This sign, believe it or not, is the very first one to catch your eye as you enter what is the Thai equivalent of a Waterstones or Barnes & Noble store, located in the heart of Bangkok’s shopping district.
So, question: why is MEDIA EDUCATION such a big draw for the Thai reading public? The answer, of course, lies in how you define MEDIA EDUCATION. And no, the bestsellers in Thailand are not media studies textbooks, or media syllabus guides, or how to be a good media teacher books, or academic monographs of any description.
MEDIA EDUCATION in Thailand means interactive software, on CD-ROM and other formats, designed to improve one’s English or Mandarin Chinese language skills. There’s a huge demand for hi-tech educational products in a society where general literacy levels, especially in reading and writing, are by no means universally good, and where foreign languages are not widely spoken or taught, especially in state schools.

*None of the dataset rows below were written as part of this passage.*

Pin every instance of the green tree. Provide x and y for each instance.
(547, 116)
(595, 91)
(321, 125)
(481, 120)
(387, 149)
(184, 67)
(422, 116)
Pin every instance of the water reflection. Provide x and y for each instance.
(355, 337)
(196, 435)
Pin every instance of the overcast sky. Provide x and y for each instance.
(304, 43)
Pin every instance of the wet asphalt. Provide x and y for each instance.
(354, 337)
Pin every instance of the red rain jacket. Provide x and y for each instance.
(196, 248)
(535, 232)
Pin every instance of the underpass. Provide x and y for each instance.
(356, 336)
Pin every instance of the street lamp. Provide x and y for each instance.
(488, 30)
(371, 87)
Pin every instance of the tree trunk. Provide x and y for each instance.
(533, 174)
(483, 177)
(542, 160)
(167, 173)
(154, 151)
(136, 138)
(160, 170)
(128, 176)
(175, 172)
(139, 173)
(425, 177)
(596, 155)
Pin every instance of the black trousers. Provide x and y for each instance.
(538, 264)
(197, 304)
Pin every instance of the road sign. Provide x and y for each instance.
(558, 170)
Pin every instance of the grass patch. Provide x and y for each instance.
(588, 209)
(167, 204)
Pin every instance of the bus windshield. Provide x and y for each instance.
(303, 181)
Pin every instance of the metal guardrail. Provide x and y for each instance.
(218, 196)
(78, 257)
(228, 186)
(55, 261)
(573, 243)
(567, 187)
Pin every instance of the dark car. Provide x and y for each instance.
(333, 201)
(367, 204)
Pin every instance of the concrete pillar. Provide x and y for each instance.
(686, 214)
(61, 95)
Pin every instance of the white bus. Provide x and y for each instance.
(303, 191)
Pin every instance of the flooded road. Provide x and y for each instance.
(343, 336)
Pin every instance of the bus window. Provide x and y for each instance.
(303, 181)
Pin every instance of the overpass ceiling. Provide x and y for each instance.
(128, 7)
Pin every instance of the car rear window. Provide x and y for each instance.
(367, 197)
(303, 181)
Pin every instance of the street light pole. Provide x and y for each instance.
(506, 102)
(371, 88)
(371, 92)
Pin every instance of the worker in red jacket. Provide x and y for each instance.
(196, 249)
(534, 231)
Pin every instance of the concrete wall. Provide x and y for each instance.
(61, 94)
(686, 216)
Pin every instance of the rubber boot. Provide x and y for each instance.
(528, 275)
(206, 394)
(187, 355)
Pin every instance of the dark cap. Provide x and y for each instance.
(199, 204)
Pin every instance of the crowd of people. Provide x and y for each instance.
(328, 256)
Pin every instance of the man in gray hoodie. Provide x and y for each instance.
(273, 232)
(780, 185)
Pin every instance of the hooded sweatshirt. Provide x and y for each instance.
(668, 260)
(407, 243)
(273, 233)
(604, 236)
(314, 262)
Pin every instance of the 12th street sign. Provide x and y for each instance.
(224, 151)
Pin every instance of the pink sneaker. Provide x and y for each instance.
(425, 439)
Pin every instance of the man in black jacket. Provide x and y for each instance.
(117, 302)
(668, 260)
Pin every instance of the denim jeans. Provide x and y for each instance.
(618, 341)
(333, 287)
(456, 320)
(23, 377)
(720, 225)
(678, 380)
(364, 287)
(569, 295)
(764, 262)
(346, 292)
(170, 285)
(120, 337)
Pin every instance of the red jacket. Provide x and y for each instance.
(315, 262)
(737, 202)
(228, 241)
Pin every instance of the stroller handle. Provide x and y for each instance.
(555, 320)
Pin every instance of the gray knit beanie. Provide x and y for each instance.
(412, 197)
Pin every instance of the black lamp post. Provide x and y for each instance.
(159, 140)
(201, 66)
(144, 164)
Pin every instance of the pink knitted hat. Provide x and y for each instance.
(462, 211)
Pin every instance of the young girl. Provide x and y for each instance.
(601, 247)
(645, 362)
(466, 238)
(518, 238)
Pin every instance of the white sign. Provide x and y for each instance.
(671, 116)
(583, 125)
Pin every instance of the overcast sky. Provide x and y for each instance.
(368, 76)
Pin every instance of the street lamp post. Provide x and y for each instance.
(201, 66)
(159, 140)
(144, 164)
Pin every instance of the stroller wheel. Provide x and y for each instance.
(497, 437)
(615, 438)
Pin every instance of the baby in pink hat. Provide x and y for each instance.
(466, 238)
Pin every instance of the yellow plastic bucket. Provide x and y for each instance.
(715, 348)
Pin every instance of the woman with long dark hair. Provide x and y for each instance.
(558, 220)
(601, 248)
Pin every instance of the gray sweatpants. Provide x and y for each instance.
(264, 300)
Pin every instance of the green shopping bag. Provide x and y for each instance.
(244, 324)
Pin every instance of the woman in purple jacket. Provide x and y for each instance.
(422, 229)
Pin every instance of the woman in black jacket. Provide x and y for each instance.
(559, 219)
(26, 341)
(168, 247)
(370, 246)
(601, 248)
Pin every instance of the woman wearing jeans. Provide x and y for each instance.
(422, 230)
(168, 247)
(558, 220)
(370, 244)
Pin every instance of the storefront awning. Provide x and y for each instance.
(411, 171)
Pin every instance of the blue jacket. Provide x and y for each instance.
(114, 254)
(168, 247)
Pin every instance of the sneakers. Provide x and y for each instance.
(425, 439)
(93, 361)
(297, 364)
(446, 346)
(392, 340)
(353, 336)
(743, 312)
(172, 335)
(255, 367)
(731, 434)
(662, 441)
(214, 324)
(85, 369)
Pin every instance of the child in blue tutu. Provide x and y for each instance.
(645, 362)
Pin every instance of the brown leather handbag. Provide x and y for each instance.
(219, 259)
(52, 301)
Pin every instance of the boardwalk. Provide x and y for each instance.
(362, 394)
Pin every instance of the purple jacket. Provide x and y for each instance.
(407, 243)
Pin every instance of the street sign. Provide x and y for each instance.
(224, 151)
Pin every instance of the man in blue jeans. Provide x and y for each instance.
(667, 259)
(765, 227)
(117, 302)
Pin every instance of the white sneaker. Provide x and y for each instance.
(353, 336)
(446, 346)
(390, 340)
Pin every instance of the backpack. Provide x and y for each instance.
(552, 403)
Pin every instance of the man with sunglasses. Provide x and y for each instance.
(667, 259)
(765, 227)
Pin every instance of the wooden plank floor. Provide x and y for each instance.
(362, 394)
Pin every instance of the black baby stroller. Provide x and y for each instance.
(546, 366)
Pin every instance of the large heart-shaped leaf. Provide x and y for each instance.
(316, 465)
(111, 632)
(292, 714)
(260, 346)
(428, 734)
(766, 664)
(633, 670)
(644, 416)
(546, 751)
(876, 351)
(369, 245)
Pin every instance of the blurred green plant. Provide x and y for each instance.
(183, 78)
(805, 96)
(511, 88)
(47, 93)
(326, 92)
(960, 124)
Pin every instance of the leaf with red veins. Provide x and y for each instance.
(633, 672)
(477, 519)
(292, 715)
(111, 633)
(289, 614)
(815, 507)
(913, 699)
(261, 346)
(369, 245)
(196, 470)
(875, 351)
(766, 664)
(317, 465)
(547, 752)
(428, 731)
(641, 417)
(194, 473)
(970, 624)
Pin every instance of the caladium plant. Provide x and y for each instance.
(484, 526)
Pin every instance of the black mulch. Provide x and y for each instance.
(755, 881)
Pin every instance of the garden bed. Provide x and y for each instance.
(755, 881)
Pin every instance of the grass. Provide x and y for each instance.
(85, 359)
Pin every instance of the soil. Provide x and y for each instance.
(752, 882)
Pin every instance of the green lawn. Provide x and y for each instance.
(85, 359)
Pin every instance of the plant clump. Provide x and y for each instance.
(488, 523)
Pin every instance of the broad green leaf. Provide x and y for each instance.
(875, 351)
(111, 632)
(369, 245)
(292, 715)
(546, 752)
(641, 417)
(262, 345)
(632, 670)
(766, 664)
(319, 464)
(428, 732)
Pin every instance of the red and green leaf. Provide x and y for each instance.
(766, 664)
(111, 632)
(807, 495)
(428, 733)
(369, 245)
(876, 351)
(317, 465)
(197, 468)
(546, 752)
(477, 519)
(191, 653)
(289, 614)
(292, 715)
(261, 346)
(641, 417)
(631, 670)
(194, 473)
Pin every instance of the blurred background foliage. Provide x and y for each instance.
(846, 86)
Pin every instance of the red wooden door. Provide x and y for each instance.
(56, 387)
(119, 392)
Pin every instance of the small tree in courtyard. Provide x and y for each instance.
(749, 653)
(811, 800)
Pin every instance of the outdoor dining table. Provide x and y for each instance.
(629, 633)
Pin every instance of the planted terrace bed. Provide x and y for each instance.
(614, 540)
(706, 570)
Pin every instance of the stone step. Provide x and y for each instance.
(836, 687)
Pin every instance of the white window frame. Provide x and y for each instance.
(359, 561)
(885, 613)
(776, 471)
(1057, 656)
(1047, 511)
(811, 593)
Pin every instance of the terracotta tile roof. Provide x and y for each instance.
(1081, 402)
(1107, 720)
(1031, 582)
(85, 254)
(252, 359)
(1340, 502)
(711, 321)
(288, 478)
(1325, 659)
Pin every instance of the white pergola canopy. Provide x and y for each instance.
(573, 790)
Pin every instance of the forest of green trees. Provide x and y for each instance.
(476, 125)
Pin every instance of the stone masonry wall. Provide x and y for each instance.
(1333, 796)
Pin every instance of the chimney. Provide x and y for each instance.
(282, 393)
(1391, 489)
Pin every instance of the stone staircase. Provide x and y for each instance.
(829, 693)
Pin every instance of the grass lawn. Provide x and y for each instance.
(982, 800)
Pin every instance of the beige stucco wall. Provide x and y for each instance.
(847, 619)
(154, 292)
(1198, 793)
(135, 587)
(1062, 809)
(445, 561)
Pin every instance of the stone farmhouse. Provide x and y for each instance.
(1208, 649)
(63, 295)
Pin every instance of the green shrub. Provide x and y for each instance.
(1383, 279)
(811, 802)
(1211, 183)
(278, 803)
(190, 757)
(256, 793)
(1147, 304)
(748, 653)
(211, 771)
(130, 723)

But of course, MEDIA EDUCATION, defined in this way, is also a huge feature of English-speaking societies too. Since the days when educators realised the pedagogic value of film education in schools, nicely depicted in the 1950s American youth-delinquency pic Blackboard Jungle, media technologies have played a key role (though not necessarily a central one) in the educational experience.
So long live MEDIA EDUCATION with capitals! And let’s all live in the hope that the more scholarly, theoretical and researcherly definition of media education - the one we media students and academics are familiar with – finds an equally prominent place in the hearts and minds of the public conscience, in Thailand and beyond.